2° Les plans et combinaisons de crédit ou de finances.

On sera peut-être surpris de cette dérogation au principe du non-examen préalable, d’autant plus que, relativement aux produits pharmaceutiques, la santé publique est protégée par une législation spéciale très-sévère. (Voy. Remèdes secrets.)

Cet article n’a d’ailleurs pas été adopté sans discussion. À la Chambre des pairs notamment, où il a été introduit comme amendement, Gay-Lussac disait : « Les préparations pharmaceutiques sont des composés nets, bien définis, préparés en grand, formant un objet de commerce intérieur et d’exportation, et nous les proscririons ? La loi que le ministre a apportée dans cette enceinte, en respectant cette large et juste protection que la loi de 1791 accorde à toutes les industries, en sortirait moins grande, tout amoindrie. »

« Je réclame au nom du droit commun, dit à son tour M. le baron Charles Dupin, au nom de la liberté des citoyens, pour qu’une grande industrie, une industrie respectable et savante, ne soit pas déshéritée du privilége universel des inventeurs. »

La haine du charlatanisme, dit-on, a fait prévaloir la prohibition, malgré ces considérations et malgré la dérogation au principe fondamental de la loi qui en résulte. C’est peut-être regrettable ; car, d’un côté, une loi est d’autant plus facile à exécuter qu’elle a moins d’exceptions, et de l’autre, le charlatanisme étant, comme dit M. Renouard, un Protée qui sait varier ses formes et qui échappe sans grande peine à la lettre de la loi, les entraves qu’on crée contre une seule de ses innombrables formes ne produisent pas autant de bien que l’exception peut avoir d’inconvénients.
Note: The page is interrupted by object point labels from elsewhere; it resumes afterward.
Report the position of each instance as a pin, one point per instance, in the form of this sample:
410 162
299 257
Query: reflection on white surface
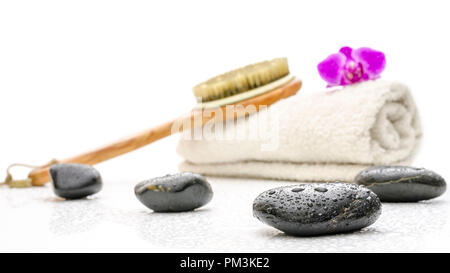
114 220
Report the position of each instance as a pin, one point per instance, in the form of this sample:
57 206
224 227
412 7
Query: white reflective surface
114 220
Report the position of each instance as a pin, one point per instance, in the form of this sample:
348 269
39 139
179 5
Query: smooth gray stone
74 181
173 193
401 183
317 208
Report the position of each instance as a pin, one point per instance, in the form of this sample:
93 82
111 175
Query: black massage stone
317 208
174 193
402 184
74 181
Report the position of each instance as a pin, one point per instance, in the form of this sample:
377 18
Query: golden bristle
241 80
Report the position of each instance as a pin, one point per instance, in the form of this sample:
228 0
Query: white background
78 74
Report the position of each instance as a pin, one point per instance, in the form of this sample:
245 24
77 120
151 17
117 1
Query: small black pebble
401 183
340 207
321 189
74 181
174 193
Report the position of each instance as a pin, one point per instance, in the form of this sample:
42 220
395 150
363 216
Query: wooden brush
256 85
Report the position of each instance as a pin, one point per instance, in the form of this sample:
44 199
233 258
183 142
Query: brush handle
40 176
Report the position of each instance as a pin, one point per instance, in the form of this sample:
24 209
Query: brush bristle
241 80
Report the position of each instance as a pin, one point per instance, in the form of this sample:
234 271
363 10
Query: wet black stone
74 181
172 193
317 213
401 183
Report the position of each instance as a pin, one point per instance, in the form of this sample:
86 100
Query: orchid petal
331 69
347 51
373 61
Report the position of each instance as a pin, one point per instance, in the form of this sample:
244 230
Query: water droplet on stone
298 189
321 189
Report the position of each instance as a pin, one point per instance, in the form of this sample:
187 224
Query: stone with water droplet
174 193
74 181
320 215
401 183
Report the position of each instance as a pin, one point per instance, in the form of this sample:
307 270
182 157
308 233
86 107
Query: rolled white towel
321 136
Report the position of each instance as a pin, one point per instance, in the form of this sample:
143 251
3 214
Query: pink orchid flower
350 66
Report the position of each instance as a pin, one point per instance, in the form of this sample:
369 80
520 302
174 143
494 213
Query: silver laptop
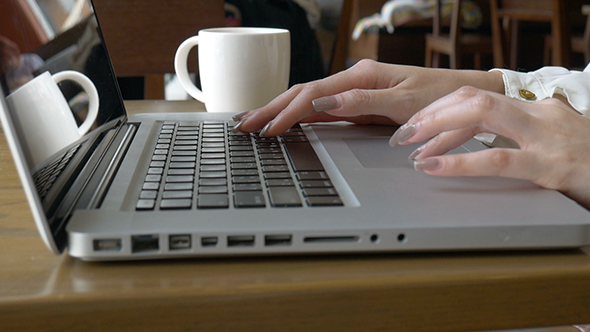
181 185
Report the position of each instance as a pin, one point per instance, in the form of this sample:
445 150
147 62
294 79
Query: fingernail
236 128
239 116
428 164
402 134
265 129
416 153
325 104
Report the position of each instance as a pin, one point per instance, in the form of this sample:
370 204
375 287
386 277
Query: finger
468 107
292 106
357 102
510 163
443 143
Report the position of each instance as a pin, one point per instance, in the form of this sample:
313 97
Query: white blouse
548 81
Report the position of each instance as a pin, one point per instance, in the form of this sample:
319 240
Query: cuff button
526 94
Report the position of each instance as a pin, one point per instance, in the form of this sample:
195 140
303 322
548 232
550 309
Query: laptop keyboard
204 165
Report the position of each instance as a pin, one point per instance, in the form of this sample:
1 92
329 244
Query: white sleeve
548 81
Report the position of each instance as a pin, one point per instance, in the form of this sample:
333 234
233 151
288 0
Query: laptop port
144 243
107 245
209 241
278 240
240 241
179 242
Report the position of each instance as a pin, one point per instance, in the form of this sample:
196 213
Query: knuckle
484 102
467 91
365 65
500 159
359 96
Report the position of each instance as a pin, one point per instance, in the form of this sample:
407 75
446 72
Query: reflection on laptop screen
59 39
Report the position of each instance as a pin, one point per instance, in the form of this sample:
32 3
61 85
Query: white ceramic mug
240 68
44 119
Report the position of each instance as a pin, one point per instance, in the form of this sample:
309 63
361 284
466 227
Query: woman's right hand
368 93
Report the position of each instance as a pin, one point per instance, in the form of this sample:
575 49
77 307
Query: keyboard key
183 165
179 178
209 175
244 172
284 197
324 201
219 161
312 176
213 182
247 187
213 190
178 186
280 182
246 179
212 201
148 194
213 168
249 199
183 159
320 192
153 178
316 184
278 168
303 157
181 171
212 155
145 204
175 204
155 170
151 185
178 194
184 153
277 175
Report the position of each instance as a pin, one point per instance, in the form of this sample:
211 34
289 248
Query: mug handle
89 88
181 68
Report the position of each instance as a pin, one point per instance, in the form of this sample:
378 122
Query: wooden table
386 292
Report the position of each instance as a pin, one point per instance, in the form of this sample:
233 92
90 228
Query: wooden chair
455 44
511 12
580 44
142 35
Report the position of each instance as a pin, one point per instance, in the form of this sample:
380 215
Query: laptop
184 185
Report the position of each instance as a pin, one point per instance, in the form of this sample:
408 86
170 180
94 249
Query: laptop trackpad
375 152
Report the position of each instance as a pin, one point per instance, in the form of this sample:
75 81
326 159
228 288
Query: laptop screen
53 44
59 98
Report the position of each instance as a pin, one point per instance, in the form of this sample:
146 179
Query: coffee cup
44 119
240 69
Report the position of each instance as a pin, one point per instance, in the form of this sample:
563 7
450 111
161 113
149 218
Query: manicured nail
239 116
428 164
402 134
265 129
326 104
416 153
236 128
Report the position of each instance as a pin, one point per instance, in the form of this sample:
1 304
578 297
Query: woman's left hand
554 140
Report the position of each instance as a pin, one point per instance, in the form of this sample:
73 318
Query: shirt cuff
547 82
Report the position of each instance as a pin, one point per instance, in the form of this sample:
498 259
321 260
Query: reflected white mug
44 119
240 69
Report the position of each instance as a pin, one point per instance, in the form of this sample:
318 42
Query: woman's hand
553 139
369 92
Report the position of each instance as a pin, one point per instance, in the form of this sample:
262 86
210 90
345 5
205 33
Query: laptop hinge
113 166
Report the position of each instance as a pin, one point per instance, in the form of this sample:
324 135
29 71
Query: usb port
179 242
240 241
278 240
144 243
107 245
209 241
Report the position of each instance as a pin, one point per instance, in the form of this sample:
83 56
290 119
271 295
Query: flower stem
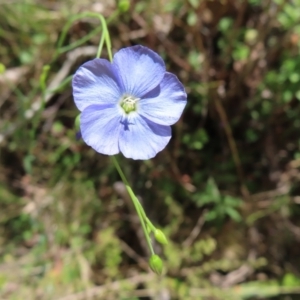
136 203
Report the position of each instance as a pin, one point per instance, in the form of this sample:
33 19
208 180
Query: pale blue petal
96 82
164 104
143 139
100 127
140 69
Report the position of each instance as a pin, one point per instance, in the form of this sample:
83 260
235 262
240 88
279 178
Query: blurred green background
225 190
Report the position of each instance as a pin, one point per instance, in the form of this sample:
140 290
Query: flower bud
160 237
77 122
156 264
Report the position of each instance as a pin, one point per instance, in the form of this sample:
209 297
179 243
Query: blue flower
128 105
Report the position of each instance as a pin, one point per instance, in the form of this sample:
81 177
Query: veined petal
164 104
143 139
100 128
140 69
96 82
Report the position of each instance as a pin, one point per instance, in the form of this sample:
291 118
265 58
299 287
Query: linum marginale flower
128 105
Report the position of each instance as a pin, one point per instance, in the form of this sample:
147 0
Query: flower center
128 103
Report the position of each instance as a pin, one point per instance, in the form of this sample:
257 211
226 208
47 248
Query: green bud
123 5
156 264
160 237
77 122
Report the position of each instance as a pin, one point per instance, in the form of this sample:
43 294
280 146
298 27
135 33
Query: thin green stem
135 201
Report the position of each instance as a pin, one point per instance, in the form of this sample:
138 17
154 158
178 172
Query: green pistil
128 103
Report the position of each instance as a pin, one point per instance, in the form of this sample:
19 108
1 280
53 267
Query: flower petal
164 104
140 69
100 127
143 139
96 82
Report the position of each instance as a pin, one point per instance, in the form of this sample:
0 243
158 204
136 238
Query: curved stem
136 203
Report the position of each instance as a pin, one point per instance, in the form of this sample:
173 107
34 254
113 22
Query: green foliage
64 228
222 206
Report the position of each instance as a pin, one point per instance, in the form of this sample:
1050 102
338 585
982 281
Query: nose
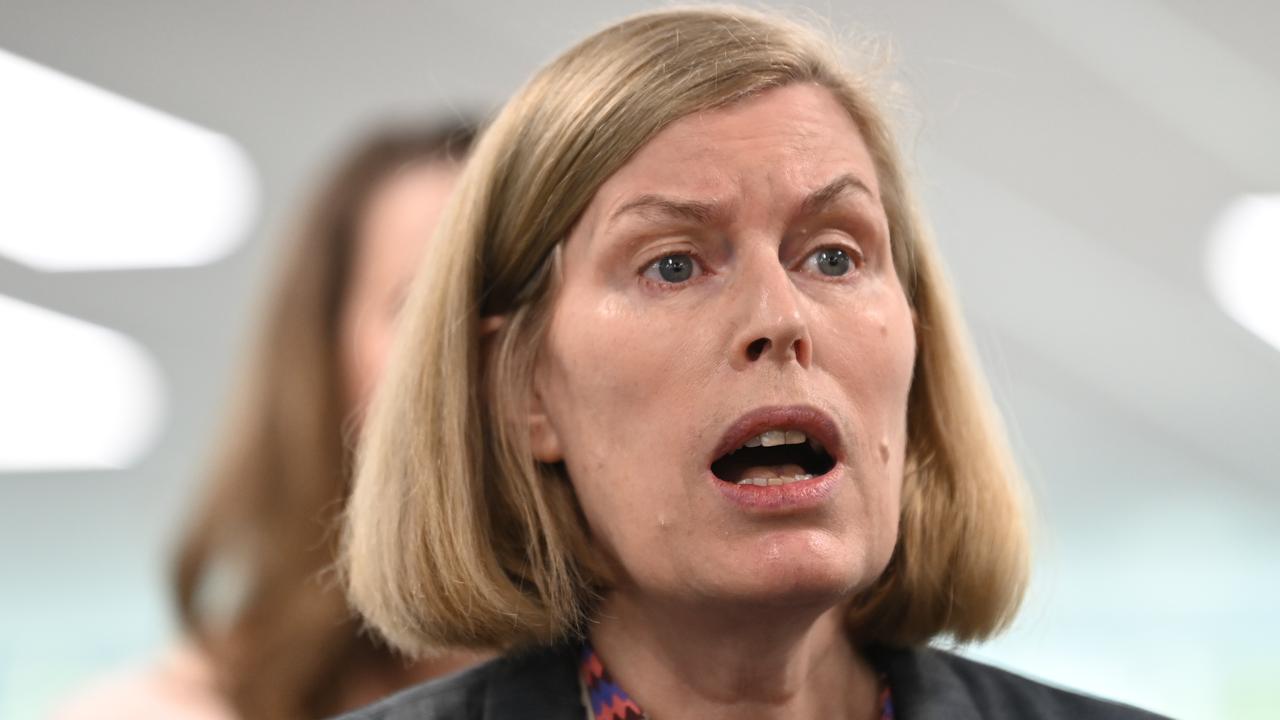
772 327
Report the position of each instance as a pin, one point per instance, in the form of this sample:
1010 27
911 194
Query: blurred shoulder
539 683
179 686
932 683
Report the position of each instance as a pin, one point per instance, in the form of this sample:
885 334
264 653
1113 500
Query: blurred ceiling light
1243 256
74 395
92 181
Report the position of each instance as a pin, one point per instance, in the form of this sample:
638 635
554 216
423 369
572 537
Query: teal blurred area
1073 159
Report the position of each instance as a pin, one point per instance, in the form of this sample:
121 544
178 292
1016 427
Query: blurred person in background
268 629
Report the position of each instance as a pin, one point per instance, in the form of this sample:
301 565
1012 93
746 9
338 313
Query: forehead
785 142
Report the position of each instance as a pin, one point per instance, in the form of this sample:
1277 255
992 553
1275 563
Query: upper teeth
769 438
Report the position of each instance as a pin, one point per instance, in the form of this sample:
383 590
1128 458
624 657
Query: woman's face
728 360
391 235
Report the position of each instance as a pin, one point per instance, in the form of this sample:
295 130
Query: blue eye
832 261
673 269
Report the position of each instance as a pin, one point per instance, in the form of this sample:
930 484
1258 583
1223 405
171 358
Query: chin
798 569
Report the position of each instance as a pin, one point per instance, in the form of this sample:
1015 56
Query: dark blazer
928 684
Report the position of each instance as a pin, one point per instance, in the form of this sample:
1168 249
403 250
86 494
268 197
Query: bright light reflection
74 395
1243 256
92 181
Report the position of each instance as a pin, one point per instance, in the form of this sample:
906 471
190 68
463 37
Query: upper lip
809 420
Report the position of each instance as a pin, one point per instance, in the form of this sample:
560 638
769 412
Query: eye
673 269
832 261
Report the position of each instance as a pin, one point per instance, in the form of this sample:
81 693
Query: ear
543 438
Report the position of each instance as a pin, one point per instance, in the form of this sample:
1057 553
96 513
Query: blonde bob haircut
456 536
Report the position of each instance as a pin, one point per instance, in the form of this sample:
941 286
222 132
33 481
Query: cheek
618 387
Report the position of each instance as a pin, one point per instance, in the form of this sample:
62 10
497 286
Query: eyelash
671 287
856 258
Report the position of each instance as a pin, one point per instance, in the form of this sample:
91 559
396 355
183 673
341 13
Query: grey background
1072 155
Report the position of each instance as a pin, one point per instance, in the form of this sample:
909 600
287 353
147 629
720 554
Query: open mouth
775 458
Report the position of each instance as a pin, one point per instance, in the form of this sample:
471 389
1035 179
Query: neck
758 662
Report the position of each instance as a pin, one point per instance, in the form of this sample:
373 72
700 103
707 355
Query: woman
684 417
287 645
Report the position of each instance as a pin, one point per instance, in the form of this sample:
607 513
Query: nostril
757 349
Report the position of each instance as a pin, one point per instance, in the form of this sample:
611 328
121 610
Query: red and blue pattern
611 702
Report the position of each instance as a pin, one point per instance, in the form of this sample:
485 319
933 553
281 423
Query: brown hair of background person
289 647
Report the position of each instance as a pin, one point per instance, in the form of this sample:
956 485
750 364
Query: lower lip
791 497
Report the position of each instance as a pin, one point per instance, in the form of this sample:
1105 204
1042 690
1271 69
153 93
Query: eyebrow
824 196
668 208
702 213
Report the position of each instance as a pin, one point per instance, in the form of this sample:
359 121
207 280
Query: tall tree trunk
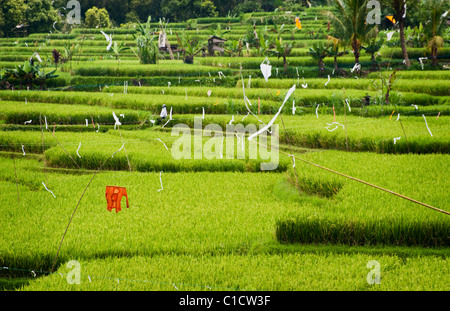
403 41
356 49
434 55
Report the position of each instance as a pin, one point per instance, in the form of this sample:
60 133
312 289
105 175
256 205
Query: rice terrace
211 145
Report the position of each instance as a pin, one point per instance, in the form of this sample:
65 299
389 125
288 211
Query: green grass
222 224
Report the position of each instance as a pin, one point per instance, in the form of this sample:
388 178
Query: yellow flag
298 24
391 18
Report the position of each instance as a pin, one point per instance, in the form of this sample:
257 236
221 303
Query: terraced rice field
223 223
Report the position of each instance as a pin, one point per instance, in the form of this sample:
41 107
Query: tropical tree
12 14
147 44
437 11
56 56
333 51
218 31
234 47
117 49
190 47
40 15
373 47
27 74
318 52
96 17
282 50
349 21
399 13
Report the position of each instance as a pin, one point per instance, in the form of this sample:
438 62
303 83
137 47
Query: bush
96 17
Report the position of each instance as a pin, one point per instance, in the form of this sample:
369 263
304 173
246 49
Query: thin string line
120 279
356 179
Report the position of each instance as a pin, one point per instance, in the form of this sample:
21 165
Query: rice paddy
222 223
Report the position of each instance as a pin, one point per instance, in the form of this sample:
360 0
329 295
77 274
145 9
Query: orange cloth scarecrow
114 196
298 24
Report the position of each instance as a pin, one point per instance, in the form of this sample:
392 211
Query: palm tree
147 44
318 52
435 26
117 49
190 47
333 50
373 47
349 21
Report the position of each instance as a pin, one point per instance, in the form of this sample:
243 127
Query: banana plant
190 47
28 74
318 52
234 47
147 43
218 32
372 48
282 50
117 49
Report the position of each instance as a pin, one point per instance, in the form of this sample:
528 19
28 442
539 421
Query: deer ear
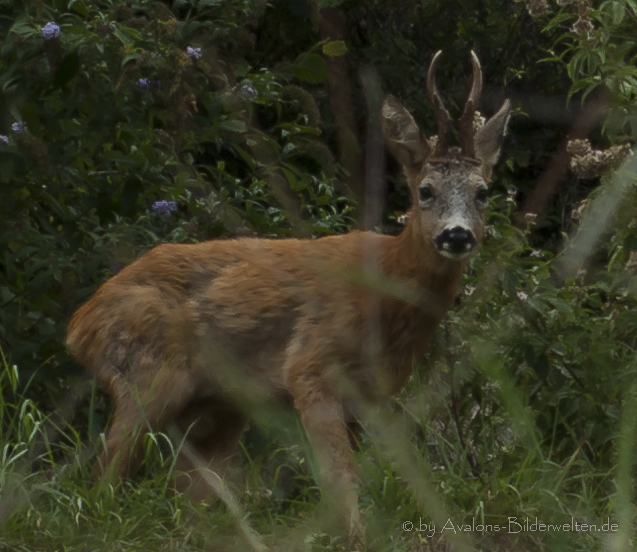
489 139
402 135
Les mêmes arguments auraient pu être invoqués en faveur d’un renvoi à l’art. 30 de la prohibition de délivrer des brevets pour des plans et combinaisons de crédit. N’a-t-on pas cru devoir renvoyer à cet article les brevets délivrés pour des inventions contraires à la sûreté de l’État ? Il s’ensuit que le même ministre qui aurait refusé un brevet pour un projet de tontine, pourrait être obligé de signer un arrêté en faveur d’une machine infernale.

Sect. 3. — Nullités et déchéances.

28. La loi de 1844 distingue avec raison entre les cas de nullité et de déchéance. Les brevets déclarés nuls sont censés n’avoir jamais existé, tandis qu’un brevet tombé en déchéance a été valable jusqu’au moment où se sont produits les faits pour raison desquels la déchéance’ a été postérieurement prononcée.

art. 1. — nullité.

29. Le principe du non-examen préalable, c’est-à-dire le système répressif, devait nécessairement être accompagné d’une pénalité contre les titres surpris en dehors de l’esprit et peut-être de la lettre de la loi. De là les cas de nullité énumérés ainsi dans l’art. 30 de la loi de 1844.

« Seront nuls et de nul effet les brevets délivrés dans les cas suivants :

« 1° Si la découverte, invention ou application n’est pas nouvelle (voy. suprà, n° 22) ;

« 2° Si la découverte, invention ou application n’est pas, au terme de l’art. 3, susceptible d’être brevetée (voy. n° 29). Nous croyons devoir ajouter ici une observation qui n’est peut-être pas sans importance.

C’est par erreur que MM. Renouard (2e édit., n° 60) et Dalloz (v° Brevet d’invention, n° 249) comptent parmi les découvertes non susceptibles d’être brevetées les méthodes et les systèmes purement scientifiques. L’administration ne saurait refuser de brevet que pour les inventions expressément mentionnées à l’art. 3. Les méthodes, etc., ne s’y trouvant pas mentionnées, le brevet sera délivré, seulement il pourra être déclaré nul par les tribunaux.

Il n’est pas exact non plus de dire (Dalloz, même numéro) que : « Il faut assimiler aux inventions non susceptibles d’être brevetées, aux termes de l’art. 3, les perfectionnements qui ne consistent que dans de simples changements de forme, etc. » Ces prétendus perfectionnements sont, au contraire, parfaitement susceptibles d’être brevetés, c’est-à-dire l’administration doit délivrer le brevet, seulement les ayants droit peuvent en faire prononcer la nullité par les tribunaux. Qu’on ne prenne pas notre observation pour une chicane de mots ; il s’agit du principe de non-examen dont on ne doit pas s’écarter arbitrairement.

Nous reprenons le texte de la loi.

« 3° Si les brevets portent sur des principes, méthodes, systèmes, découvertes et conceptions théoriques ou purement scientifiques, dont on n’a pas indiqué les applications industrielles (voy. n° 23) ;

« 4° Si la découverte, invention ou application est reconnue contraire à l’ordre ou à la sûreté publique, aux bonnes mœurs et aux lois du royaume, sans préjudice, dans ce cas et dans celui du paragraphe précédent, des peines qui pourraient être encourues pour la fabrication ou le débit d’objets prohibés ;

« 5° Si le titre sous lequel le brevet a été demandé indique frauduleusement un objet autre que le véritable objet de l’invention. »

Cette disposition a principalement pour but d’atteindre ceux qui voudraient éluder la prohibition portée par l’art. 3 de la loi de 1844 (voy. suprà, n° 27). Mais ce serait agir contre l’esprit et la lettre de ce paragraphe, que de déclarer nul un brevet parce que le titre en aurait été mal rédigé par un inventeur illettré, et sans but frauduleux.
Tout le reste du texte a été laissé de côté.